University of California, Los Angeles
When performing optical measurement with a limited photon budget, it is important to assure that each detected photon is as rich in information as possible. Conventional optical imaging systems generally tag light with just two characteristics (x, y), measuring its intensity in a 2D (x, y) lattice. However, this throws away much of the information content actually carried by a photon. This information can be written as (x, y, z, θ, φ, λ, t, ψ, χ): the spatial coordinates (x, y, z) are in 3D, the propagation polar angles (θ, φ) are in 2D, and the wavelength (λ), emission time (t), and polarization orientation and ellipticity angles (ψ, χ) are in 2D. Neglecting coherence effects, a photon thus carries with it nine tags. In order to explore this wealth of information, an imaging system should be able to characterize measured photons in 9D, rather than in 2D.

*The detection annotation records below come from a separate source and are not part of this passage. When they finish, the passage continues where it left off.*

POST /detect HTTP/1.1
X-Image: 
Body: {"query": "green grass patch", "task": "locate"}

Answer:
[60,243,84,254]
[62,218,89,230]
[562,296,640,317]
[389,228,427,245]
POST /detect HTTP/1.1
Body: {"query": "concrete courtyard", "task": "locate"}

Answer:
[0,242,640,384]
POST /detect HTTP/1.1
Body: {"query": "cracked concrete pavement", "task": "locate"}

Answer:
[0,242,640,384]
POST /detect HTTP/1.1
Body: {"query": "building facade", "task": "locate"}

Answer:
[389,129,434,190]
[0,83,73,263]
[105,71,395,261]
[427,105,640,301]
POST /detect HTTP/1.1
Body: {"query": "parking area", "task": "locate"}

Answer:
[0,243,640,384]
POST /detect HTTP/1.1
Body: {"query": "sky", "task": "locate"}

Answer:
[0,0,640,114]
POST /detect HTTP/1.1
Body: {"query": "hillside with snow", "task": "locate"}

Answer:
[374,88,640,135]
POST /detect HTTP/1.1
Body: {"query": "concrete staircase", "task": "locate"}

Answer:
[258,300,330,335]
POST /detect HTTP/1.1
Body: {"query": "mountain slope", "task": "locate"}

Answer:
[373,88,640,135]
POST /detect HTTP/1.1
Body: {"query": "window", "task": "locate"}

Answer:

This presentation will provide an overview of the next generation of multidimensional optical imaging devices which leverage advances in computational optics, micro-fabrication, and detector technology. The resultant systems can simultaneously capture multiple photon tags in parallel, thereby maximizing the information content we can acquire from a single camera exposure. In particular, I will discuss our recent development of three game-changing technologies—a snapshot hyperspectral imager, image mapping spectrometer (IMS), an ultrafast imager, compressed ultrafast photography (CUP), and a light field imager, light field tomography (LIFT)—and how these techniques can potentially revolutionize our sensation of surrounding world.
Dr. Liang Gao is currently an Assistant Professor at Bioengineering at UCLA. His primary research interests are multidimensional optical imaging, computational optical imaging, and biomedical optics. Dr. Liang Gao is the author of more than 60 peer-reviewed publications in top-tier journals, such as Nature, Nature Communications, Science Advances, and PNAS. He received his BS degree in Physics from Tsinghua University in 2005 and PhD degree in Applied Physics and Bioengineering from Rice University in 2011. He is a recipient of an NSF CAREER award in 2017 and an NIH MIRA award in 2018.